Jeri DeBrohun on the Dionysian Poetics of Oedipus

March 22, 2018
7:30 PM - 9:00 PM
Event time is displayed in your time zone.
Columbia University Faculty House

The Columbia University Seminar in Classical Civilization will meet on Thursday, March 22 at 7:30 pm. Jeri DeBrohun (Brown) will discuss "The Dionysian Poetics of Seneca's Oedipus."

Details

The evening will begin with drinks at 5:45 PM at the first-floor lounge of Faculty House, followed by dinner at 6:15 PM. Please email the rapporteur, Jeremy Simmons ([email protected]), by noon on Monday, March 19 in order to make a dinner reservation. Note that the price of the meal is $30, payable only by check to "Columbia University." The lecture will begin promptly at 7:30 PM.

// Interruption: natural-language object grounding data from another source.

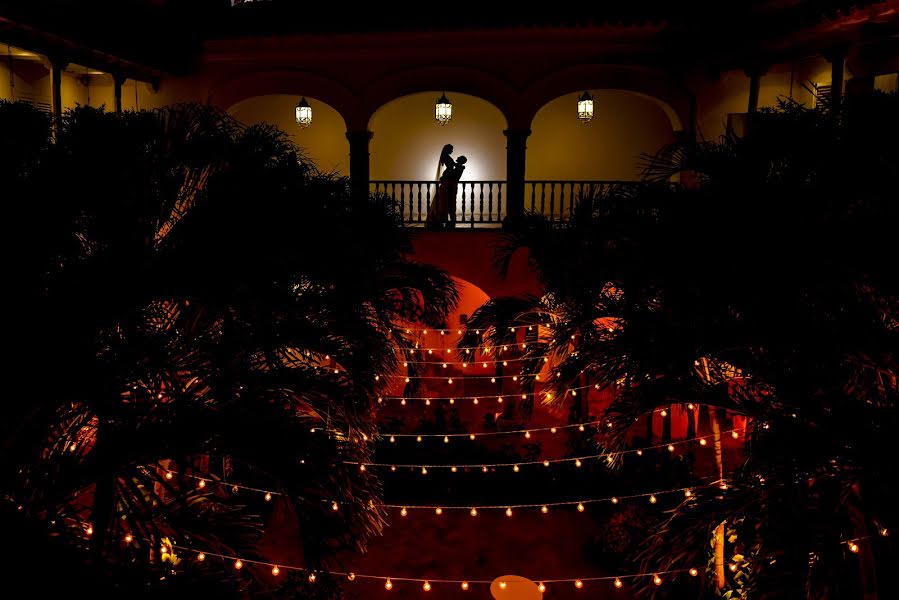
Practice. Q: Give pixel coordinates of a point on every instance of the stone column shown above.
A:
(359, 164)
(117, 82)
(837, 58)
(516, 150)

Seneca augments the Sophoclean kernel of his Oedipus, from the start, not only with a Bacchic dimension generally but also, more specifically, with allusions to the tragedy of Agave and Pentheus as it was presented in Euripides' Bacchae. In his final scenes, Seneca vividly stages the culmination of the multilayered nightmarish effects he has created, over the tragedy's course, by adding Dionysiac and underworldly dimensions to the Apollonian foundation of Oedipus' story as it was made most famous by Sophocles. For the dramatic finále of Oedipus, Seneca employs tragic contaminatio, blending elements from the closing scenes of Euripides' Bacchae with those of his primary model, Sophocles' Oedipus Tyrannus.  Through a kind of allusive metamorphosis, the Bacchus-inspired madness of the earlier tragedy's mother and son pair is partially and temporarily transferred to the figures of Jocasta and Oedipus, thus further ensuring that Seneca's characters both meet their required fates.